先日はCDジャケットの打ち合わせのため、ディレクターとデザイナーのご夫妻とともに、神奈川県にあるカメラマンの方のスタジオにお邪魔しました。
このカメラマンの方、今回ある人の紹介で初めてお願いすることにしたのですが、先月初めてお会いした時には、今回収録予定のシューマンの曲を一通り聴いてくださっており、作曲家について調べ、このブログを読んで私の人柄を想像するなど、その徹底した姿勢に驚いたのでした。そして、私がピアノを弾いているところをレンズを通して見てみたい、そして、その時撮ったテスト写真を見て、自分に依頼するかどうかを判断してほしいとのことで、そのプロ意識に心から感服したのでした。
今回の打ち合わせにあたって、そのテスト写真をもとにデザイナーの方が何点かサンプルを作ってくださっていて、早くもCD制作の実感が湧いてきました。デザイナーのご夫妻とカメラマンの方は、今回初対面でしたが、いいものを作るためには手間を惜しまないという仕事に対する共通した姿勢があるためか、すぐに打ち解けて、和やかな雰囲気の中で話が進みました。

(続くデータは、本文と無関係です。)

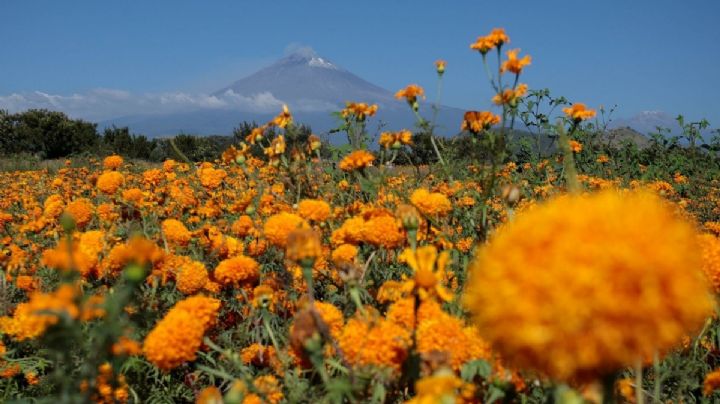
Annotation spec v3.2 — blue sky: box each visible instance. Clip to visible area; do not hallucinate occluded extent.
[0,0,720,126]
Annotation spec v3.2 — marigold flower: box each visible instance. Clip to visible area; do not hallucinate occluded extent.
[263,212,309,248]
[698,234,720,294]
[143,295,220,371]
[563,102,596,122]
[569,140,582,153]
[406,370,476,404]
[272,104,292,128]
[103,155,123,170]
[298,199,330,222]
[500,49,532,74]
[96,171,125,195]
[161,219,192,246]
[379,129,412,149]
[435,59,447,76]
[492,83,528,107]
[465,190,713,381]
[65,198,95,228]
[470,28,510,55]
[331,244,358,266]
[360,215,406,249]
[285,228,322,265]
[197,167,227,189]
[399,245,453,301]
[410,188,452,217]
[338,319,411,372]
[460,111,500,134]
[340,102,378,122]
[175,259,210,295]
[703,369,720,396]
[0,284,80,341]
[213,255,260,286]
[395,84,425,105]
[338,150,375,171]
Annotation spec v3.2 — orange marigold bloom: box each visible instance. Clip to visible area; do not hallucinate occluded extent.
[175,259,210,295]
[96,171,125,195]
[563,102,596,122]
[435,59,447,76]
[197,166,227,189]
[285,228,322,264]
[0,284,80,341]
[338,150,375,171]
[161,219,192,246]
[143,295,220,371]
[406,369,477,404]
[103,155,124,170]
[703,369,720,396]
[410,188,452,217]
[361,215,406,249]
[340,102,377,122]
[398,245,453,301]
[492,83,528,106]
[379,129,412,149]
[263,212,309,248]
[111,336,142,356]
[331,244,358,266]
[65,198,95,228]
[500,49,532,74]
[470,28,510,55]
[338,319,411,372]
[569,140,582,153]
[213,255,260,286]
[395,84,425,104]
[465,190,713,381]
[460,111,500,134]
[298,199,330,222]
[698,234,720,294]
[230,215,255,237]
[43,194,65,218]
[272,104,292,128]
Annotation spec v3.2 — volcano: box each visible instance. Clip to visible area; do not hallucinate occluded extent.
[100,49,464,136]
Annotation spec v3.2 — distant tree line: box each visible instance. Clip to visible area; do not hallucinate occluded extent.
[0,109,311,162]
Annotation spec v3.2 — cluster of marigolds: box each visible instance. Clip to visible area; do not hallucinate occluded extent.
[0,29,720,403]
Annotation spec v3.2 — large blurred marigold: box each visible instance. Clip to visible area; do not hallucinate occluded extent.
[465,190,713,380]
[143,295,220,371]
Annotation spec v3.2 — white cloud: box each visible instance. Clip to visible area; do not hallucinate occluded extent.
[0,88,292,121]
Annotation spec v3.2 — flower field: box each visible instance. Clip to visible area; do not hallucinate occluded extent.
[0,29,720,404]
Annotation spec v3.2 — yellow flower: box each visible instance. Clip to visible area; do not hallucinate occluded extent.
[103,155,123,170]
[460,111,500,134]
[298,199,330,222]
[563,102,596,122]
[492,83,528,107]
[470,28,510,55]
[399,245,453,302]
[338,150,375,171]
[395,84,425,105]
[213,255,260,286]
[175,259,210,295]
[500,49,532,74]
[703,369,720,396]
[410,188,452,217]
[406,369,475,404]
[379,129,412,149]
[161,219,192,246]
[340,102,377,122]
[435,59,447,76]
[143,295,220,371]
[464,190,713,381]
[263,212,309,248]
[272,104,292,128]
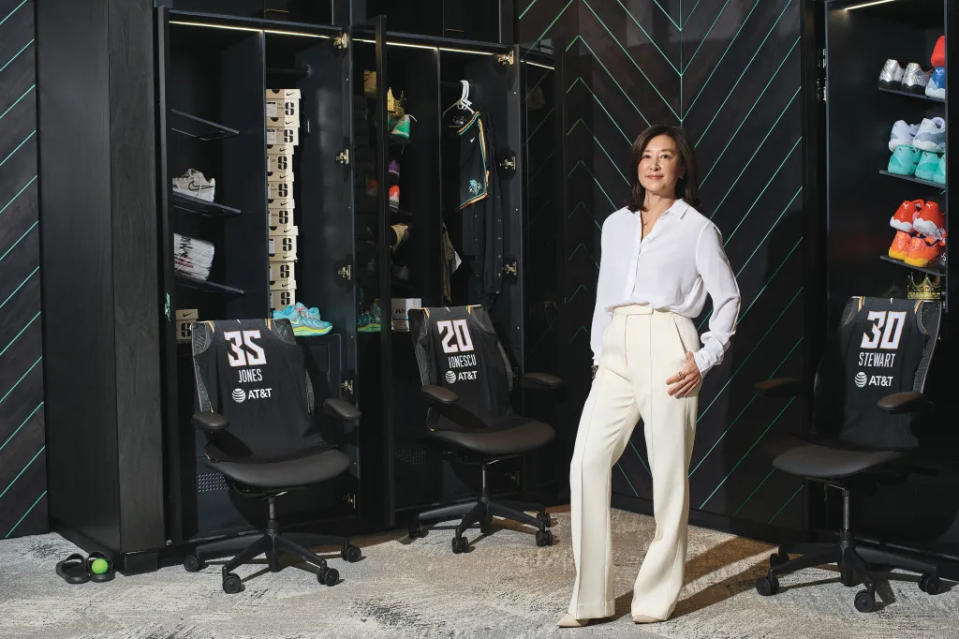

当初、私はスタジオ内での写真撮影をイメージしていたのですが、話をするうちに、自然の中でも撮ろうということになりました。屋外での撮影は初めてなので、非常に楽しみ!撮影の時間帯は、光が斜めになっている時が良いらしく、早朝か夕方が望ましいとのこと。朝の方が空気が澄んでいるから綺麗に撮れるのだそうで、こういう話は面白いですね。富士山の5合目など、とてもいい雰囲気が出るそうで、思わず「行きましょうか!」と言いそうになりましたが、現実的ではないので、おとなしく言葉を呑み込みました(笑)。
今回、新鮮に感じたのは、デザインより写真先行で、まずは様々な写真を撮ろうという段取りです。私は、きちんとモノを作る時には、コンセプトに基づいてある程度ラフ案を決定し、それに合わせて写真も撮るものかと思っていました。しかし、それは企業相手のプレゼンや、予算の問題が生じる場合のようで、そのように予め作り込んでしまうと、面白いものは出来にくいとのこと。その場その場の状況に応じて、自由に発想していくことが創造的な作業には不可欠だということをお聞きし、演奏にも通じることだなと、大いに納得したのでした。